From 3242af1871a24d9253aed955d7daa34048b5a1c4 Mon Sep 17 00:00:00 2001
From: Jack Zhang <32371937+jackzhxng@users.noreply.github.com>
Date: Thu, 6 Nov 2025 06:44:59 -0800
Subject: [PATCH 1/3] Implement aten.add for IntxUnpackedToInt8Tensor

---
 .../intx/test_intx_unpacked_to_int8_tensor.py  | 18 ++++++++++++++++++
 .../intx/intx_unpacked_to_int8_tensor.py       | 13 +++++++++++++
 2 files changed, 31 insertions(+)

diff --git a/test/quantization/quantize_/workflows/intx/test_intx_unpacked_to_int8_tensor.py b/test/quantization/quantize_/workflows/intx/test_intx_unpacked_to_int8_tensor.py
index f49e2b3f8d..a5aa60187e 100644
--- a/test/quantization/quantize_/workflows/intx/test_intx_unpacked_to_int8_tensor.py
+++ b/test/quantization/quantize_/workflows/intx/test_intx_unpacked_to_int8_tensor.py
@@ -50,6 +50,24 @@ def test_embedding(self):
         error = compute_error(original, quantized)
         self.assertTrue(error > 20)
 
+    def test_add(self):
+        device = "cpu"
+        a = torch.randint(low=0, high=128, size=(10,), device=device)
+        a_orig = a.clone()
+        b = torch.randint(low=0, high=128, size=(10,), device=device)
+        sum = a + b
+
+        quantize_(a, self.config)
+        a_quant_sum = a + b
+
+        quantize_(b, self.config)
+        b_quant_sum = a_orig + b
+        a_b_quant_sum = a + b
+
+        for quantized_sum in [a_quant_sum, b_quant_sum, a_b_quant_sum]:
+            error = compute_error(sum, quantized_sum)
+            self.assertTrue(error > 20)
+
     def test_linear(self):
         dtype = torch.bfloat16
         device = "cpu"
diff --git a/torchao/quantization/quantize_/workflows/intx/intx_unpacked_to_int8_tensor.py b/torchao/quantization/quantize_/workflows/intx/intx_unpacked_to_int8_tensor.py
index bbbf62b412..f31f338f9e 100644
--- a/torchao/quantization/quantize_/workflows/intx/intx_unpacked_to_int8_tensor.py
+++ b/torchao/quantization/quantize_/workflows/intx/intx_unpacked_to_int8_tensor.py
@@ -355,6 +355,19 @@ def _(func, types, args, kwargs):
     return torch.nn.functional.embedding(indices, weight_tensor, **kwargs)
 
 
+@implements(aten.add.Tensor)
+def _(func, types, args, kwargs):
+    assert len(args) == 2
+    t1, t2 = args[0], args[1]
+    if isinstance(t1, IntxUnpackedToInt8Tensor):
+        assert t1.activation_quantization is None
+        t1 = t1.dequantize()
+    if isinstance(t2, IntxUnpackedToInt8Tensor):
+        assert t2.activation_quantization is None
+        t2 = t2.dequantize()
+    return t1 + t2
+
+
 @implements(aten.slice.Tensor)
 def _(func, types, args, kwargs):
     self, dim, start, end, step = fill_defaults(args, 5, [0, None, None, 1])

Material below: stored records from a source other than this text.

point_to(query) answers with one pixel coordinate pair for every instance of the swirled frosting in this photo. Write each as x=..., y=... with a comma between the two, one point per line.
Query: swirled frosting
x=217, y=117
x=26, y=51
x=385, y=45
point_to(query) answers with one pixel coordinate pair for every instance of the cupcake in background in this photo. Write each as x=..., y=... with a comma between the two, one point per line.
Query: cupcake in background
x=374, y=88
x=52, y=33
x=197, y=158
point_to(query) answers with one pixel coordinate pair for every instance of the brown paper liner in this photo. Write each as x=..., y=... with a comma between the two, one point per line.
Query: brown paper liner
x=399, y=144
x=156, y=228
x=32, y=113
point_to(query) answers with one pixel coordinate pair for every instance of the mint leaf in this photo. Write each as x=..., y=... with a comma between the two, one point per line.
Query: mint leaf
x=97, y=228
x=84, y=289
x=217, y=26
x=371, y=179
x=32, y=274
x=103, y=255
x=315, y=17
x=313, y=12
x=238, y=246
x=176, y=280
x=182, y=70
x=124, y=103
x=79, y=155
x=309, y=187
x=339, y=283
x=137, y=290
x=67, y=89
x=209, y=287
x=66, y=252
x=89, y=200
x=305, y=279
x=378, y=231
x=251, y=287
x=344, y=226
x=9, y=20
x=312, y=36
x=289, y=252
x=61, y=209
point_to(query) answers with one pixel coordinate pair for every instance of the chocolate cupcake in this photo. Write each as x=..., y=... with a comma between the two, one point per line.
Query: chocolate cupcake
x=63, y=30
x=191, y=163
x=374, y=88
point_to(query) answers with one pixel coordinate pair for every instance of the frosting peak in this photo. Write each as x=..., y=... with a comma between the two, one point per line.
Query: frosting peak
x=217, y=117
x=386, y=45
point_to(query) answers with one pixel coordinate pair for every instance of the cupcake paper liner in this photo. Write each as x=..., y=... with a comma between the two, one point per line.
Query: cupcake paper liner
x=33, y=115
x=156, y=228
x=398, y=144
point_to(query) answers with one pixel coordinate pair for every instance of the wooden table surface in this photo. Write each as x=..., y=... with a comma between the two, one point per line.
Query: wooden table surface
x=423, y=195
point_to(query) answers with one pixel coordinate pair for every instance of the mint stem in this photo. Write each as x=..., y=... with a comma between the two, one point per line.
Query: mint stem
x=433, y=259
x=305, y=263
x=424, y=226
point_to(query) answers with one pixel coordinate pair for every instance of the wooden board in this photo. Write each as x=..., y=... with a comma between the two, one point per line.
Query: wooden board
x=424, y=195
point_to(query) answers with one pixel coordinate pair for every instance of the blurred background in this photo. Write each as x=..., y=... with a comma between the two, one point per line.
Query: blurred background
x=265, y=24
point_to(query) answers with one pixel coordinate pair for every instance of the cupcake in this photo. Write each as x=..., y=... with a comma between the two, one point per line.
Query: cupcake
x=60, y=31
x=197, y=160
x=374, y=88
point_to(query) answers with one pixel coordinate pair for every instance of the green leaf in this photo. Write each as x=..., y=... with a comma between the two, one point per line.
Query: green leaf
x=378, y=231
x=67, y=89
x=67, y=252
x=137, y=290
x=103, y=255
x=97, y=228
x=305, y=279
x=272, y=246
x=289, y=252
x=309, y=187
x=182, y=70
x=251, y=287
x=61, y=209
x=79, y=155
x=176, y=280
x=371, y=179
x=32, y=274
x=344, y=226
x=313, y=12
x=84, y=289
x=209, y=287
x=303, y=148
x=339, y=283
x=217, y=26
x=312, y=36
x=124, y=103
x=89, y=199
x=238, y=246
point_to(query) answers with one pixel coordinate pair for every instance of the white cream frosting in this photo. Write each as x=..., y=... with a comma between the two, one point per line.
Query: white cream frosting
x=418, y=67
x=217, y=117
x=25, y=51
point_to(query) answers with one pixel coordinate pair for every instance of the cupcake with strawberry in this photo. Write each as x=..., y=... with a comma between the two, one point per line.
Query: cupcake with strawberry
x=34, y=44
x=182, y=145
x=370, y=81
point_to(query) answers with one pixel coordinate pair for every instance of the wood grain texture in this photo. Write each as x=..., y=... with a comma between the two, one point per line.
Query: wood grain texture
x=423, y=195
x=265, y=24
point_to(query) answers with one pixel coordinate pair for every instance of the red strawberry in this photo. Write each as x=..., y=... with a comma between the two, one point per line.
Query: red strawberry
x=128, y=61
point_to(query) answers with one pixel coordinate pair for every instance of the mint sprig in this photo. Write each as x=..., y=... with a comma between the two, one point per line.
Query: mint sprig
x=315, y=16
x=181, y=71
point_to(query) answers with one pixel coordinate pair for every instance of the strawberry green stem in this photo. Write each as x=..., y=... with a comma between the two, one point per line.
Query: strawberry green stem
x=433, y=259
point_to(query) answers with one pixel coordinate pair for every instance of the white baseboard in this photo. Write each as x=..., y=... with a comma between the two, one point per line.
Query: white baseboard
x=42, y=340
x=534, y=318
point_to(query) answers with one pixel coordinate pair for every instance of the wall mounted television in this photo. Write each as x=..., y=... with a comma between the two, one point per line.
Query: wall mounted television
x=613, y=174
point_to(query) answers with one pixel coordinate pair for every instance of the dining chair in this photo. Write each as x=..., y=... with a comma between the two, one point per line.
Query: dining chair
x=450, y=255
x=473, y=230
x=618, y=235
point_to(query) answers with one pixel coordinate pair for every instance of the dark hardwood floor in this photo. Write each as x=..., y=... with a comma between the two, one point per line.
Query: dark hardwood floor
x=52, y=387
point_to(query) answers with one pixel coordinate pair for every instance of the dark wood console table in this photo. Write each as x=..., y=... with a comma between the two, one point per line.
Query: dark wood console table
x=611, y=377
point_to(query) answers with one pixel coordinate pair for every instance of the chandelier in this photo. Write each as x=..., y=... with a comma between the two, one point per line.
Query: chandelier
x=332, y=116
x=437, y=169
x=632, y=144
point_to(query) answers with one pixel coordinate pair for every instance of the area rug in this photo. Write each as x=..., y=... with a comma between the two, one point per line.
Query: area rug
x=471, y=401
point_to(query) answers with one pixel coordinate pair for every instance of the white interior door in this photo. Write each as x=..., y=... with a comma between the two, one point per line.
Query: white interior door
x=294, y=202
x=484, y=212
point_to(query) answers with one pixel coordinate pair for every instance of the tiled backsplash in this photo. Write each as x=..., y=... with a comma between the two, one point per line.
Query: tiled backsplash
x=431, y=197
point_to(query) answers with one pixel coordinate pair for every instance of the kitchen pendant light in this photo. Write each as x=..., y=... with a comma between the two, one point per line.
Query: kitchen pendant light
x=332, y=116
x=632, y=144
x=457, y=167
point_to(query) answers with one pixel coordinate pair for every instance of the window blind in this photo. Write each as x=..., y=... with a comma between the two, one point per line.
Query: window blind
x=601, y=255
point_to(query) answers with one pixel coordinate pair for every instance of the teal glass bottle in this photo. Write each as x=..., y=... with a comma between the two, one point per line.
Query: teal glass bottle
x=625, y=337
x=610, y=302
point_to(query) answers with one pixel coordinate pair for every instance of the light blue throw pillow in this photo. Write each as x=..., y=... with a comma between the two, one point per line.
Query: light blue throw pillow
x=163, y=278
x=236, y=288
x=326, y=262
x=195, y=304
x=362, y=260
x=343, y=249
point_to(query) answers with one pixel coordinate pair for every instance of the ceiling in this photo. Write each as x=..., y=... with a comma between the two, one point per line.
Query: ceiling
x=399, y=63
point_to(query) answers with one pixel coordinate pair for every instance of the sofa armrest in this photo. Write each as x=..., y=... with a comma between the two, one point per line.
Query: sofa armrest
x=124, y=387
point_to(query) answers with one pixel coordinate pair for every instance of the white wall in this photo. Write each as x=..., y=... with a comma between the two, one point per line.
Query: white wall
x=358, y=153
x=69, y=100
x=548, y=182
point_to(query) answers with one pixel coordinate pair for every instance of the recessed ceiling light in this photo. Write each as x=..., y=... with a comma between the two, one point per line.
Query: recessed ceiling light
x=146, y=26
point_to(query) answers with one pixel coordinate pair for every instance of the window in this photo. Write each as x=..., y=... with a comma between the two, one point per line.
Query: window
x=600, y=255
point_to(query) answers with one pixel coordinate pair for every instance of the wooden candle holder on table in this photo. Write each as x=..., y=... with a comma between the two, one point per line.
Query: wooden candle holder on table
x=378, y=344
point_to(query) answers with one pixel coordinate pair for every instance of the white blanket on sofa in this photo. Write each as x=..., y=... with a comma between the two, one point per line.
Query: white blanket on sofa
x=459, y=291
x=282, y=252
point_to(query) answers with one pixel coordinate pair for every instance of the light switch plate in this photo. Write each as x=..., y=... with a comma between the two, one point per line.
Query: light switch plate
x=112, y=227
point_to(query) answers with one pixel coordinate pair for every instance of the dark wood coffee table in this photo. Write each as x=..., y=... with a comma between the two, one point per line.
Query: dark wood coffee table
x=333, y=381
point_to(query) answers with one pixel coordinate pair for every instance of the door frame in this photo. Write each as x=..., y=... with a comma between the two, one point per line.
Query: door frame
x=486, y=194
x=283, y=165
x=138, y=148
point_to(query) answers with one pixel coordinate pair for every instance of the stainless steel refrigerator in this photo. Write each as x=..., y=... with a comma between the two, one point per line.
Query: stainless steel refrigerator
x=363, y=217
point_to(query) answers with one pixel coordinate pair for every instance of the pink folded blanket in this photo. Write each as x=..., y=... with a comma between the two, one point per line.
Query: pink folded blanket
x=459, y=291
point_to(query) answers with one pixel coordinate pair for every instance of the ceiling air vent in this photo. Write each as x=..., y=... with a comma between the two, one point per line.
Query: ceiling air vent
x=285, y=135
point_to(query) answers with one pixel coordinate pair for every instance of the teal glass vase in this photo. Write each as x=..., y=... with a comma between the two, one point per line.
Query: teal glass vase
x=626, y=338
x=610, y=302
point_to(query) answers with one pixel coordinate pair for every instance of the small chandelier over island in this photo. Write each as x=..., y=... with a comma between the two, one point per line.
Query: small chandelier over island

From 614f33ee37a5d53ae9e17ed2441399f1029ee14e Mon Sep 17 00:00:00 2001
From: Jack Zhang <32371937+jackzhxng@users.noreply.github.com>
Date: Fri, 7 Nov 2025 09:20:30 -0800
Subject: [PATCH 2/3] Fix tests

---
 .../intx/test_intx_unpacked_to_int8_tensor.py       | 13 +++++++------
 1 file changed, 7 insertions(+), 6 deletions(-)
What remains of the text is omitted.